Non sono solo le prostitute a ricomparire: c’è anche il ritorno del giornalista Herbert G. Addison. Un po’ più scafato, ma sempre a caccia di scoop. Stavolta, oltre che al giornalista, gioca anche a fare l’investigatore. Una sua teoria l’ha portato fino a Gleenwood, una cittadina del Colorado di recente teatro di una strana serie di omicidi: il colpevole si accanisce solo sulle donne, infierendo sui loro corpi. E le vittime sono tutte ragazze da saloon. Ad una ragazza del posto il giovane reporter riferisce la sua tesi: l’assassino è lo stesso che qualche tempo prima agiva ad Edimburgo, in Scozia, e il suo metodo gli è valso il soprannome di Sventratore.
Atmosfera da giallo, dunque, con anche degli inserti hard boiled: un serial killer che odia le donne e il duo Herbert-Tex (nelle vesti di sceriffo pro tempore di Gleenwood) sulle sue tracce. Il genere è una passione dell’autore, la sua tesi di laurea in Lettere aveva come argomento il romanzo poliziesco italiano. Innestare con successo gli stilemi paradigmatici del filone nel West del ranger costituisce per lui una prova molto difficile da superare. Eppure ci prova lo stesso: imbastisce un intreccio complesso, si esibisce in svariati virtuosismi di sceneggiatura per depistare il lettore, conclude persino con un elaborato doppio finale.

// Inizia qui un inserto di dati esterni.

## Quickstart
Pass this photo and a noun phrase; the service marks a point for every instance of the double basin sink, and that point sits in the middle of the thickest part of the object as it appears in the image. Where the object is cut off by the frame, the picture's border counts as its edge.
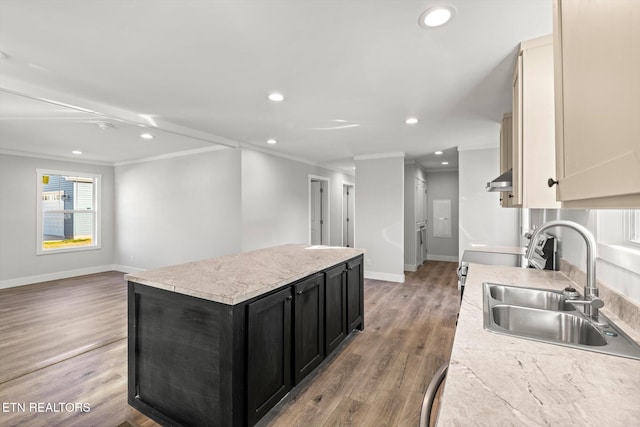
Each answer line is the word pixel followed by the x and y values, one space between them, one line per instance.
pixel 545 315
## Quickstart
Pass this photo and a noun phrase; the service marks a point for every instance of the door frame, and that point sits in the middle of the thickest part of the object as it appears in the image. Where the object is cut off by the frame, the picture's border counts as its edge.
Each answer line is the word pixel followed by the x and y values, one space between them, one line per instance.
pixel 351 216
pixel 326 198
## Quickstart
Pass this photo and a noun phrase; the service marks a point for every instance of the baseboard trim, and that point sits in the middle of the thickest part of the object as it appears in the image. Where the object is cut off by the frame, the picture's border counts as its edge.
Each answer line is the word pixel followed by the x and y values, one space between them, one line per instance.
pixel 127 269
pixel 448 258
pixel 47 277
pixel 387 277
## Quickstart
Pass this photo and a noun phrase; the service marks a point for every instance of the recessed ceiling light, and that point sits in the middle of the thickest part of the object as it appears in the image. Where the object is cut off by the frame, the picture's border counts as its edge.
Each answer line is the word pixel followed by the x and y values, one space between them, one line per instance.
pixel 276 97
pixel 105 125
pixel 436 16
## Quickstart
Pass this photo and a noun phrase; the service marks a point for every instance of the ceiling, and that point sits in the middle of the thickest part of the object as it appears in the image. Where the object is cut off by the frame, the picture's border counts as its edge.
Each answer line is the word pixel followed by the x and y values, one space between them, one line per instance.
pixel 197 73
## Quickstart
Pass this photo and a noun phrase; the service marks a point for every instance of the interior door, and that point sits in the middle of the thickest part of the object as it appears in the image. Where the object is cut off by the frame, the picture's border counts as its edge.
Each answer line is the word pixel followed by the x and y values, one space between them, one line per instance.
pixel 316 213
pixel 347 215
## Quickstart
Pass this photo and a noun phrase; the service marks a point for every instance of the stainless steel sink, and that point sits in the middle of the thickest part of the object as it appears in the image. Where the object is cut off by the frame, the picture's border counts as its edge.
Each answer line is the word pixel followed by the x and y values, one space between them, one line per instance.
pixel 543 315
pixel 547 325
pixel 529 297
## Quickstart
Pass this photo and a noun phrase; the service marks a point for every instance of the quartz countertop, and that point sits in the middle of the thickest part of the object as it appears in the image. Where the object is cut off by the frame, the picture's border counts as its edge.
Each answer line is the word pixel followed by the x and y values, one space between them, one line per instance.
pixel 499 380
pixel 236 278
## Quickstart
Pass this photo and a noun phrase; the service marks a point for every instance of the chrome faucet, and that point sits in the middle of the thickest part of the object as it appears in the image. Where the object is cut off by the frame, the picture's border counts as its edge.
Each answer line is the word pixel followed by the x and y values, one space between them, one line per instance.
pixel 591 300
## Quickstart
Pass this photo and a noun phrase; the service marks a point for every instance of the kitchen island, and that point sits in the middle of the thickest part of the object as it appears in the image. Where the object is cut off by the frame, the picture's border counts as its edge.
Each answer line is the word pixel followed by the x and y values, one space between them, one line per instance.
pixel 221 341
pixel 500 380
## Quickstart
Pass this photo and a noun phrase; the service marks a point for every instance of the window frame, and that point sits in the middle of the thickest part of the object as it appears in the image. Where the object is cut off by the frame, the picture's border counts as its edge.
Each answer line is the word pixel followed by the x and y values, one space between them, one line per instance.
pixel 97 183
pixel 614 244
pixel 632 228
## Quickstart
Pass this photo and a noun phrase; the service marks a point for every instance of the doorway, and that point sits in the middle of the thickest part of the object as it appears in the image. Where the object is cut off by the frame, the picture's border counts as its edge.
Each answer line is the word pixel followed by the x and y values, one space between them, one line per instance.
pixel 318 210
pixel 348 214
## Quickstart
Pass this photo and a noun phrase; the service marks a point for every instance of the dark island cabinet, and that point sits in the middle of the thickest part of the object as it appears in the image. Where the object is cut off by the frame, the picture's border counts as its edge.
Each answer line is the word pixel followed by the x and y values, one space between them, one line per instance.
pixel 335 307
pixel 269 352
pixel 196 362
pixel 308 326
pixel 355 295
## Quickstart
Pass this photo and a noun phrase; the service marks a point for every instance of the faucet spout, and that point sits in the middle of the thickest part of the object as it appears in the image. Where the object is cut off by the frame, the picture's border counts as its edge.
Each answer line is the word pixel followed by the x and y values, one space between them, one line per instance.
pixel 591 288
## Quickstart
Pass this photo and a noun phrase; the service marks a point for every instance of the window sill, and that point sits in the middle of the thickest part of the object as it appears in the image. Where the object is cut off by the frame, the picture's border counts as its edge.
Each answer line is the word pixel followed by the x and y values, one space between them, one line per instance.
pixel 66 250
pixel 623 256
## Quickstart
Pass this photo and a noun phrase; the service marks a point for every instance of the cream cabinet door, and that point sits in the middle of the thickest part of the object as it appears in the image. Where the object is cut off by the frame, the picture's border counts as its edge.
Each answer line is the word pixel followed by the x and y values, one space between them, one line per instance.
pixel 533 125
pixel 597 93
pixel 506 157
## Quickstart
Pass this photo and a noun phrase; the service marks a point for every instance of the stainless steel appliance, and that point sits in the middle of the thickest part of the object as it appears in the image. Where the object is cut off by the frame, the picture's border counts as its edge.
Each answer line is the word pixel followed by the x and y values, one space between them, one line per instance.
pixel 544 258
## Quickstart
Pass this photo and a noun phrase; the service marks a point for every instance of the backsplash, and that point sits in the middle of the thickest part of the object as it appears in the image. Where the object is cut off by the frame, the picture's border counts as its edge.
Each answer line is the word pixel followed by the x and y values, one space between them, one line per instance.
pixel 624 308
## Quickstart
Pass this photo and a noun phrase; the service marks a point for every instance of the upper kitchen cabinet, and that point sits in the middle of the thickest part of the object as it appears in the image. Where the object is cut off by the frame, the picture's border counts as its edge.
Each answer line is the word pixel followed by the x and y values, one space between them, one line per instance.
pixel 533 143
pixel 506 157
pixel 597 95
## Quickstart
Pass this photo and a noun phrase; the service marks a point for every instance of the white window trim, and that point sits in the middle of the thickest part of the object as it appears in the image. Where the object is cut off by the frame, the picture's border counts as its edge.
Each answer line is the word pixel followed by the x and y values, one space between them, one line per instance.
pixel 620 251
pixel 630 228
pixel 96 203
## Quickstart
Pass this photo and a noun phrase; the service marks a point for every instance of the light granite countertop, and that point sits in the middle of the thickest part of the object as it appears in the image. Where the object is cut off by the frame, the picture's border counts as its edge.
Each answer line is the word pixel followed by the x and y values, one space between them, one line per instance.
pixel 498 380
pixel 235 278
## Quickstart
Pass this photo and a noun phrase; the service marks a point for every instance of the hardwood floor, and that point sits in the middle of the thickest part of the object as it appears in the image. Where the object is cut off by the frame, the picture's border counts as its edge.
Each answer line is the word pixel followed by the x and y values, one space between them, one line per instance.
pixel 65 342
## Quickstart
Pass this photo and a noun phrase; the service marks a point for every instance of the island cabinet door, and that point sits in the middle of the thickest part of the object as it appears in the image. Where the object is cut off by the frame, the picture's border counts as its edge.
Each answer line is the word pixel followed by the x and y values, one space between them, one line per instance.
pixel 355 295
pixel 335 317
pixel 268 353
pixel 308 324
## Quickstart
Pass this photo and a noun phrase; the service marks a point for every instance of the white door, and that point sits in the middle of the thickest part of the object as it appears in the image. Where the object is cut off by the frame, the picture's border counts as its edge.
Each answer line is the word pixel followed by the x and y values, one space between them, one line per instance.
pixel 318 214
pixel 347 215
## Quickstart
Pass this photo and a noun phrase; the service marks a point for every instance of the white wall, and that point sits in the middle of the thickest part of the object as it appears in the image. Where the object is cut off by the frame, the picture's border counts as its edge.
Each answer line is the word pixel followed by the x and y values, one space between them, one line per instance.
pixel 379 214
pixel 19 263
pixel 178 209
pixel 482 220
pixel 167 211
pixel 275 200
pixel 572 248
pixel 443 186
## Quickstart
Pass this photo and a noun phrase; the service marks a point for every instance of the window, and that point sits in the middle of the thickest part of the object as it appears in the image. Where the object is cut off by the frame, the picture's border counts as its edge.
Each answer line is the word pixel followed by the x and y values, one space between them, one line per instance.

Il risultato finale non è convincente, almeno non per tutti. I lettori sono perplessi, l’editore ancora di più. Sergio Bonelli, da sempre attento agli umori dei lettori, è piuttosto infastidito da alcune missive in cui ci si lamenta dell’eccessiva presenza delle prostitute, presenti per ben due volte nelle ultime uscite mensili della collana. E, guarda caso, in entrambi i casi l’autore è sempre lo stesso. Medda, già sotto osservazione per la scena del bordello nella storia precedente, è di nuovo nel mirino della critica e tutto questo non è sicuramente estraneo alla sua decisione di lasciare la serie.
Colpa del bigottismo di una certa parte del tradizionale parco lettori texiano o c’è altro alla base del suo abbandono? Di sicuro a Medda non è mancata l’audacia nel proporsi, non solo nelle tematiche ma anche nello stile. Tuttavia, al di là della sua spericolatezza nell’affrontare certi argomenti o imbastire determinate situazioni o del suo asciutto storytelling, è innegabile che – almeno per larghi tratti – è riuscito, cosi come aveva fatto Berardi in precedenza, a catturare lo spirito autentico del Tex di G. L. Bonelli. E forse l’ha fatto in maniera talmente efficace da disorientare un pubblico ormai abituato alle versioni apocrife fornite da altri autori.